休日の朝の5時にも関わらず、レッケンドルフは何かに起こされて目を覚ました。またソファで眠ってしまったのだ。人影が動いて目をそちらに向けると、フェリックスの裸の背中が扉を出て行くのが見えた。こんな朝早くに起きて平気で歩いているとは、やはり彼は若いのだ。レッケンドルフは休んだにもかかわらず疲労困憊してどこもかしこも痛んだ。特に二の腕と太ももの筋肉がつっぱっている。誰かと寝るなどいったい何年振りだろう。彼は寝心地のよいソファを選んだ自分の先見の明に感謝しつつ、再び目を閉じた。

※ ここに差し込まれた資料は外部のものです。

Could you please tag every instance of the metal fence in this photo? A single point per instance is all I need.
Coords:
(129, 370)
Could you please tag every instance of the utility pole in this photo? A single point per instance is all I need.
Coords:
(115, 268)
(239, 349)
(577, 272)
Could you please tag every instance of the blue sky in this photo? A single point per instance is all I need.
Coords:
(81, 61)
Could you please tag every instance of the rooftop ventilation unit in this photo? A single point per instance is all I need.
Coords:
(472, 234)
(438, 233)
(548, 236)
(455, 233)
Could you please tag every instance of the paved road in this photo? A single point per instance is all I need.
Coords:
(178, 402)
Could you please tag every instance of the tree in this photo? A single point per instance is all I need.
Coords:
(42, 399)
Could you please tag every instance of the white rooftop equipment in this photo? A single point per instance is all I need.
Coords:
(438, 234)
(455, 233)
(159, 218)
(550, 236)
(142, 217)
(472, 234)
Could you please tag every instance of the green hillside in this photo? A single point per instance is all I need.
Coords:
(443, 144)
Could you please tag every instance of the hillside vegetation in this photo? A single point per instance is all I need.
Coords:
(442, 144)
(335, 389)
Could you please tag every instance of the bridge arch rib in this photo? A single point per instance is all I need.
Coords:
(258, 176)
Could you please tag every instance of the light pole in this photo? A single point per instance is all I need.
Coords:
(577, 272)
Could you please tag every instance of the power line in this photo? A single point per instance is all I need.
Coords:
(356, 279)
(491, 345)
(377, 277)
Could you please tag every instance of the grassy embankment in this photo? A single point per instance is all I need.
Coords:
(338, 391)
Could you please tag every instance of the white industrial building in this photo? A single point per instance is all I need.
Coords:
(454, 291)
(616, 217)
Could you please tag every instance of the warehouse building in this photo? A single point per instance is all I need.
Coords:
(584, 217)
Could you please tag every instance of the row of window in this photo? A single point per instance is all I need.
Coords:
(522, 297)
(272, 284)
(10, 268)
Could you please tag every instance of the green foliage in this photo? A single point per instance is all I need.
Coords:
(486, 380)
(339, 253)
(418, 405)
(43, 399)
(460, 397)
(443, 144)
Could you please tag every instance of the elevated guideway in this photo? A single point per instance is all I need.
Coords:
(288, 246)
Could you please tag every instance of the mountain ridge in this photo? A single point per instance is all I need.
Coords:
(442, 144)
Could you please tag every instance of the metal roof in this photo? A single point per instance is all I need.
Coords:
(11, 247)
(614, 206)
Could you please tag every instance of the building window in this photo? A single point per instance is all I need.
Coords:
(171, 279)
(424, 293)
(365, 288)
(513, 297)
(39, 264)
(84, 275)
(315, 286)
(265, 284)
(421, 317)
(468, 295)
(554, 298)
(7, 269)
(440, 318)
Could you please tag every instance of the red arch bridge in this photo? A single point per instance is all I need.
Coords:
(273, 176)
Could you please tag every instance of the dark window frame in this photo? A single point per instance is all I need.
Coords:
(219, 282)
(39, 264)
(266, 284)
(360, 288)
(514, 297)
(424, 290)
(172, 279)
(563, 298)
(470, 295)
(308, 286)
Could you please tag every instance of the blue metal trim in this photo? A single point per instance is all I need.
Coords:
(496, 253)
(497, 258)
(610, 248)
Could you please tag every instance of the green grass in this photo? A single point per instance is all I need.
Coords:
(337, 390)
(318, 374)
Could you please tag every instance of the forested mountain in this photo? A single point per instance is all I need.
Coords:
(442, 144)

次にレッケンドルフが起きた時、すでに8時過ぎで、彼はよろめきながらまず両手をついて何とか上体を起こし、ゆっくり足を延ばしてしばらくソファに座ったままでいた。酷使した腰が軋んだが、腰の筋肉がゆるみ起き上がった体勢に慣れてから、脱ぎ捨ててあったシャツを羽織り、下着を履いてから部屋を出た。

キッチンに行くと昨日の朝と同じように、フェリックスがテーブルについてコーヒーを入れていた。昨日と違うのはこちらに背を向けた彼がバスローブを着て椅子に座り、ぼんやりとコーヒーをすすっていることだ。

「おはよう」

声をかけるのと同時にフェリックスの肩に手を置いて、その頭に唇を落とした。フェリックスがびくっとして飛び上り、コーヒーカップからコーヒーが盛大にこぼれ、彼の手に掛かった。レッケンドルフは驚いてフェリックスの手を取って流しにひっぱっていき、勢いよく水を流して火傷した手を冷やした。しばらくじっと流水の下で彼の手を握って立っていたが、ふと、フェリックスの手が震えていることに気づいた。

火傷のショックかと心配になりフェリックスの顔をのぞき込むと、彼の赤い顔とうるんだ瞳に出会った。目が合ったことに気づくと、その唇が少し開き震えて小さく喘いだ。

レッケンドルフはその誘うように震える唇と見開かれた青い瞳を見て、はっとして気づいた。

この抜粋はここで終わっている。